Search me, O God, and know my heart… Love swelled in Josh’s chest. He prayed for Emily, the women of Swan’s Nest and the baby crying for milk.
Try me and know my thoughts… If an ulcer, a gunshot wound and a craving for opium didn’t test a man, he didn’t know what did. Would ever find Emily? Was she still alive? And her child…He grimaced.
See if there be any hurtful way in me… He prayed for purity of thought and a generous spirit.
And lead me in Your way everlasting. Amen.
As he finished the prayer, he looked expectantly at the door. Any minute Adie Clarke would be back with his Bible. More than ever, Josh needed the mercy of the God who’d walked the earth in a tent of human flesh. Jesus alone knew how he felt. He alone could bring comfort.
Adie ran to the carriage house. If she hurried, she could look in the saddlebags before giving them to Mr. Blue
. On the other hand, she saw a risk. If she took too long, he’d wonder where she’d been. He also seemed more alert than she’d expected. If she rummaged through his bags, he might realize his things were in disarray and she’d have to explain herself.
As she entered the outbuilding, she considered another approach. Mr. Blue wouldn’t be able to lift the heavy bags. He’d need her help. If she dumped the contents on the floor, she’d see everything and be able to gauge his expression. Adie didn’t like being sneaky, but her motives were pure. She’d do anything to protect Stephen.
Not bothering with a lamp, she found the saddlebags where she’d left them, draped them over her shoulder, picked up the rifle and went back to the house. She went down the hall to Mr. Blue’s room where she leaned the gun by the door and set the bags against the wall. They’d be in his line of sight but not so close that he could see her expression.
He pulled himself upright so he could watch. “I’m not sure which bag it’s in.”
Adie didn’t ask him what he wanted. The less information she had, the more reason she had to riffle through his things. She lifted the first bag, worked the buckle and dumped the contents on the floor. Pots, two plates and utensils clattered against each other, and a can of beans rolled away. She’d found his mess kit but nothing of interest. She put everything back, then unbuckled the second bag. She could tell from the softness that it held clothing. Before he could stop her, she removed trousers, a shirt and a frock coat, all tightly rolled and as black as coal.
“Keep going,” he said. “What I want is at the bottom.”

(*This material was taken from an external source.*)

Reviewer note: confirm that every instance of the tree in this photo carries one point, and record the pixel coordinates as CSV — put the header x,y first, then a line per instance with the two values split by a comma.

Adie removed dungarees, a denim shirt and two pairs of store-bought socks. She checked the edges for darning, found none and decided Joshua Blue was a single man and always had been. Wanting a reason to check his pockets, she picked up the clothing and stood. “I’ll hang up your things.”
“I’d be obliged.”
Feeling like a fox in a henhouse, she went to a row of nails on the back wall. She turned her back, gave the coat a shake and searched the pockets. She felt a few coins, lint and a scrap of paper. A quick glance revealed notes about a man named Peter and something about catching fish. Seeing no mention of Maggie, Adie slipped the paper back in the coat and lifted a pair of trousers. She repeated her search and found nothing.